Fix Azure Synapse Analytics Setup Errors (Step-by-Step)
Why This Is Happening
You spin up an Azure Synapse Analytics workspace, open Synapse Studio with genuine excitement, paste in your first OPENROWSET query against a Parquet file , and immediately hit a wall. Maybe it's Login failed for user '<token-identified principal>'. Maybe your KQL script just times out. Maybe you created what you thought was a perfectly valid external data source and Synapse has no idea what you're talking about. I've seen this pattern on dozens of enterprise Azure onboarding projects, and the frustrating part is that Microsoft's error messages almost never tell you the actual root cause.
Azure Synapse Analytics is three different compute engines sitting inside one workspace , a serverless SQL pool, a dedicated SQL pool, and a Data Explorer pool, each with its own authentication model, permission system, and configuration quirks. That's genuinely powerful once it's working. But during setup, that same layered architecture means there are three different places where something can silently go wrong before you even run a query.

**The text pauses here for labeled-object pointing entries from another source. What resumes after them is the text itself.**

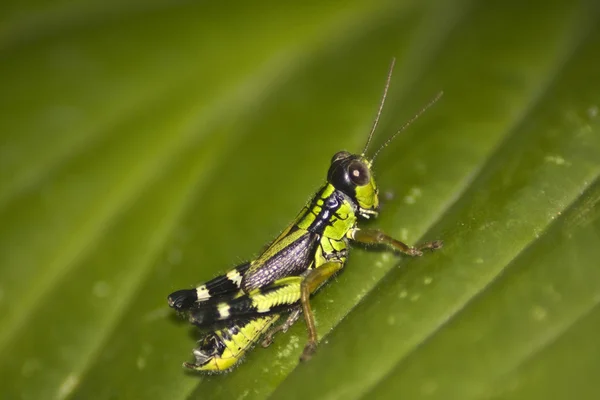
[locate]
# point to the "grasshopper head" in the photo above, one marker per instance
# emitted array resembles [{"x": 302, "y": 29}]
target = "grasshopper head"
[{"x": 351, "y": 174}]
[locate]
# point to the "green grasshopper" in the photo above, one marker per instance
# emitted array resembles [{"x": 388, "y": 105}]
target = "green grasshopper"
[{"x": 238, "y": 308}]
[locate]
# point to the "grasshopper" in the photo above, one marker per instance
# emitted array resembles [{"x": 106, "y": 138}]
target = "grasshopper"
[{"x": 244, "y": 304}]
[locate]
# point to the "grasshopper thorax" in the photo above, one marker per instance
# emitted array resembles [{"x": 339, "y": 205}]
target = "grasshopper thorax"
[{"x": 351, "y": 174}]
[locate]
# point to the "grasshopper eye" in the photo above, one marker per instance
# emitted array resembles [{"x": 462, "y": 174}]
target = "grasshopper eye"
[
  {"x": 359, "y": 173},
  {"x": 340, "y": 155}
]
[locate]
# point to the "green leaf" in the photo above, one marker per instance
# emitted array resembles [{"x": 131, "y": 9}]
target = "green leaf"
[{"x": 148, "y": 146}]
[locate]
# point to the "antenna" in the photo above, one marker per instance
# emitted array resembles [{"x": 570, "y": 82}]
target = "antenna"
[
  {"x": 408, "y": 123},
  {"x": 387, "y": 85}
]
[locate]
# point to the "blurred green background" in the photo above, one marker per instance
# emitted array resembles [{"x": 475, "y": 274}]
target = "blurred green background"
[{"x": 146, "y": 146}]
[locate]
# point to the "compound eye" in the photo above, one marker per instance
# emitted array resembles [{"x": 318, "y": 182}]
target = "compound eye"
[
  {"x": 359, "y": 173},
  {"x": 340, "y": 155}
]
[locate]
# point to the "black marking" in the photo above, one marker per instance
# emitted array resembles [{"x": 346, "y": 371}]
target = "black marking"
[
  {"x": 182, "y": 299},
  {"x": 324, "y": 219},
  {"x": 222, "y": 284}
]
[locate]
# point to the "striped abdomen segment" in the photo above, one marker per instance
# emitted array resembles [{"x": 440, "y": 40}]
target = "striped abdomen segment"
[
  {"x": 279, "y": 296},
  {"x": 222, "y": 349}
]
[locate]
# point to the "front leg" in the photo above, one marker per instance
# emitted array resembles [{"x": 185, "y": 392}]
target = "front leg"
[
  {"x": 373, "y": 236},
  {"x": 312, "y": 282}
]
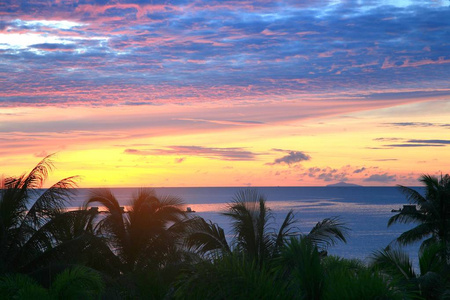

The most common failure point I see is identity and permissions. Azure Synapse serverless SQL pool doesn't work like a traditional SQL Server instance where you add a login and move on. It sits on top of Azure Data Lake Storage Gen2, authenticates through Microsoft Entra ID (formerly Azure Active Directory), and uses a permission model that spans both the Synapse workspace level and the storage account level. If your Entra ID admin isn't configured on the workspace, every token-based login will fail, including your own, with that cryptic principal error message.
The second big class of problems comes from the data exploration database setup. You cannot create custom objects like external data sources, credentials, or user-defined functions in the master database. Plenty of first-timers try, hit an error, and assume something is broken with the workspace. It's not broken, master just isn't meant for your objects. Once you create a dedicated exploration database with the right UTF-8 collation, things start behaving correctly.
And then there's collation. This one bites teams who are reading UTF-8 encoded Parquet files or querying Azure Cosmos DB containers. If your database was created without the _UTF8 suffix on the collation, text columns can come back garbled or truncated. It's subtle, it doesn't throw an obvious error, and it's fixed with one line of SQL that most setup guides skip entirely.
I know this is frustrating, especially when it's blocking a demo, a data migration deadline, or an executive dashboard that was supposed to be live yesterday. The good news is that every one of these problems has a clear, documented fix. Let's work through them together. Browse all Microsoft fix guides →
The Quick Fix, Try This First
If you're getting Login failed for user '<token-identified principal>' when running queries in Azure Synapse Analytics, this is almost always a missing Entra ID admin on the workspace. Here's how to fix it in under five minutes.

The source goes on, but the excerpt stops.